Man, I thought we were done with this shit when HTTPS became standard.

With what? HTTPS has to terminate the encryption somewhere and that place has to have the private key to do so.

CloudFlare is providing the same service here as all other hosts of HTTPS websites do.

Well, depends. If it’s hosted on AWS and HTTPS terminates there like it’s supposed to, Amazon could look inside, but a human being would have to personally hack your container and extract the data, so that’s a bit better. If it’s something more like Wix, though, sure. (Is Wix still a thing?)

If you use the AWS load balancer product or their certificates, they have access to the private key, regardless of whether you forward traffic from the LB to the container over HTTPS or not.

If you terminate the SSL with your own certificate yourself, Amazon still installs the SSM agent by default on Linux boxes. That runs as root and they control it.

If you disable the SSM agent and terminate SSL within Linux boxes you control at AWS, then I don’t think they can access inside your host as long as you are using encrypted EBS volumes encrypted with your key.

Obviously, I’ve never actually done this. Good to know.
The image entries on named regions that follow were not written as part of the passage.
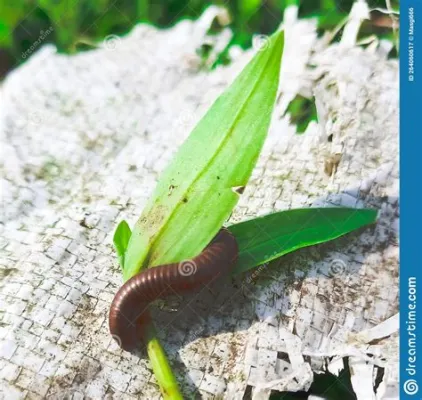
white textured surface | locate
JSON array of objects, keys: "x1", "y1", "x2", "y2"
[{"x1": 0, "y1": 5, "x2": 398, "y2": 400}]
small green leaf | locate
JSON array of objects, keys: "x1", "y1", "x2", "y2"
[
  {"x1": 124, "y1": 28, "x2": 284, "y2": 280},
  {"x1": 228, "y1": 207, "x2": 377, "y2": 274},
  {"x1": 113, "y1": 221, "x2": 132, "y2": 270}
]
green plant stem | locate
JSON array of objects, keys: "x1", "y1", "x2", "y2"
[{"x1": 144, "y1": 321, "x2": 183, "y2": 400}]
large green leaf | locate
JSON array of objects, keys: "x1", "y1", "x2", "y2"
[
  {"x1": 113, "y1": 221, "x2": 132, "y2": 270},
  {"x1": 228, "y1": 207, "x2": 377, "y2": 274},
  {"x1": 124, "y1": 28, "x2": 284, "y2": 279}
]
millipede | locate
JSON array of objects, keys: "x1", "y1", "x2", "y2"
[{"x1": 109, "y1": 228, "x2": 238, "y2": 351}]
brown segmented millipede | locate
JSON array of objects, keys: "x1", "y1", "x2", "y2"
[{"x1": 109, "y1": 229, "x2": 238, "y2": 351}]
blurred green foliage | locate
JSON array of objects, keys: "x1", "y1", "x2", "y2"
[{"x1": 0, "y1": 0, "x2": 398, "y2": 67}]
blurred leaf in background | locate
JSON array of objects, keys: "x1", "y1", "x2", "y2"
[{"x1": 0, "y1": 0, "x2": 399, "y2": 79}]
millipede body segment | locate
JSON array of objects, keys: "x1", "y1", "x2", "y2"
[{"x1": 109, "y1": 229, "x2": 238, "y2": 351}]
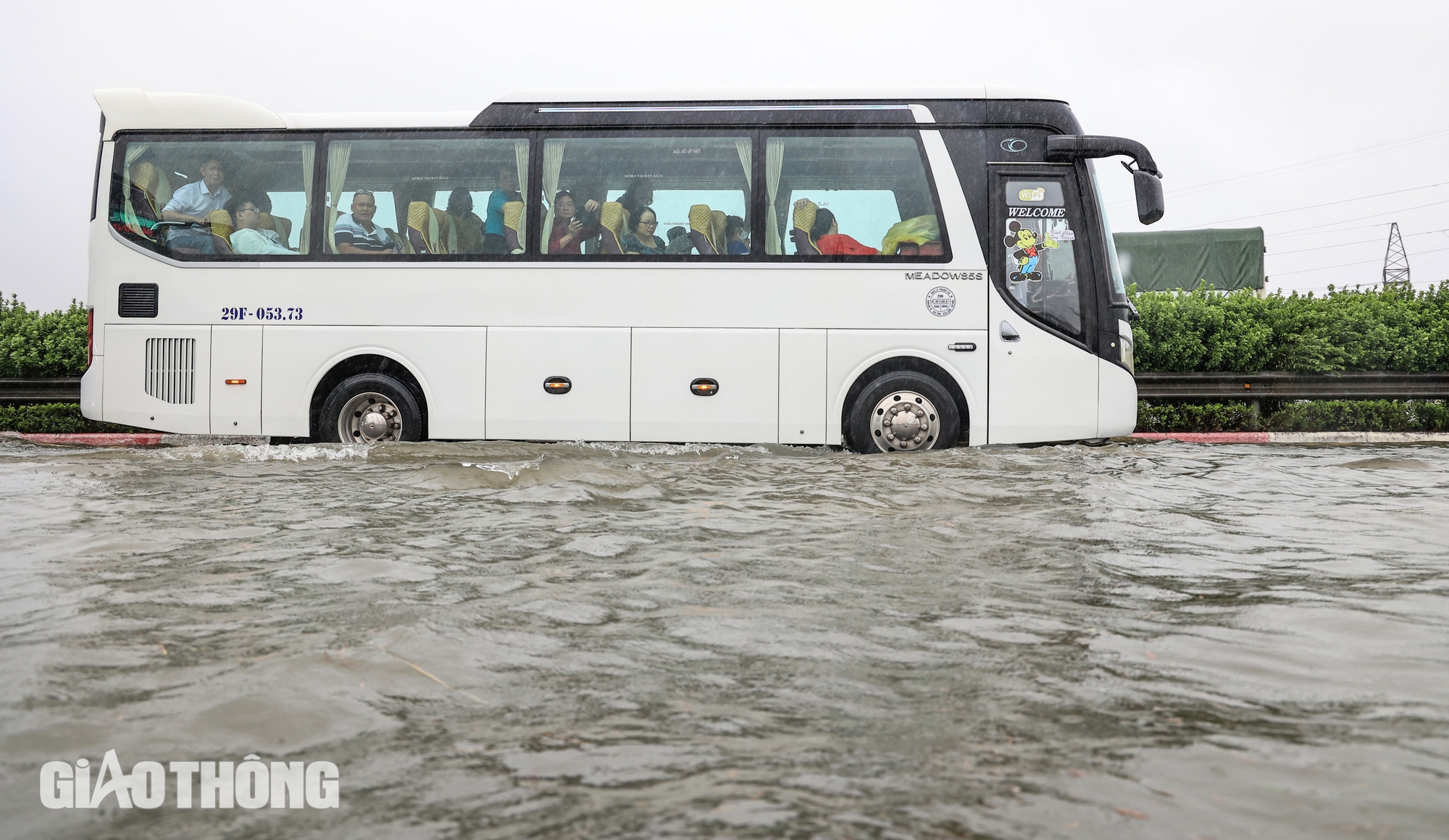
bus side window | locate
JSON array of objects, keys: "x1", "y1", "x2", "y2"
[
  {"x1": 536, "y1": 132, "x2": 753, "y2": 256},
  {"x1": 765, "y1": 132, "x2": 945, "y2": 258},
  {"x1": 325, "y1": 133, "x2": 529, "y2": 258},
  {"x1": 109, "y1": 135, "x2": 316, "y2": 259}
]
I’m starting to worry that HTTPS is entirely fake - in the sense that it’s purely decorative encryption that protects an insignificant part of the transaction. Like, maybe by design. The NSA’s been doing something all these years.

HTTPS is real and tested.

When used as intended, yes. What I mean is that in practice it may have been weakened, by promotion of services that use it in ways far from best security practices.

Does that mean it wouldn’t be an issue if you bring an SSL cert from say ZeroSSL but use Cloudflare for DNS, caching, DDoS protection etc?

For DNS and DDoS protection that wouldn’t directly be an issue.

For caching it would be breaking. You cannot cache what you cannot read (encrypted traffic can only be cached by the decrypting party).

It’s not who issues the cert that matters, it is who hosts it. Hosting it includes having the private key. You always have to trust your website host, full stop.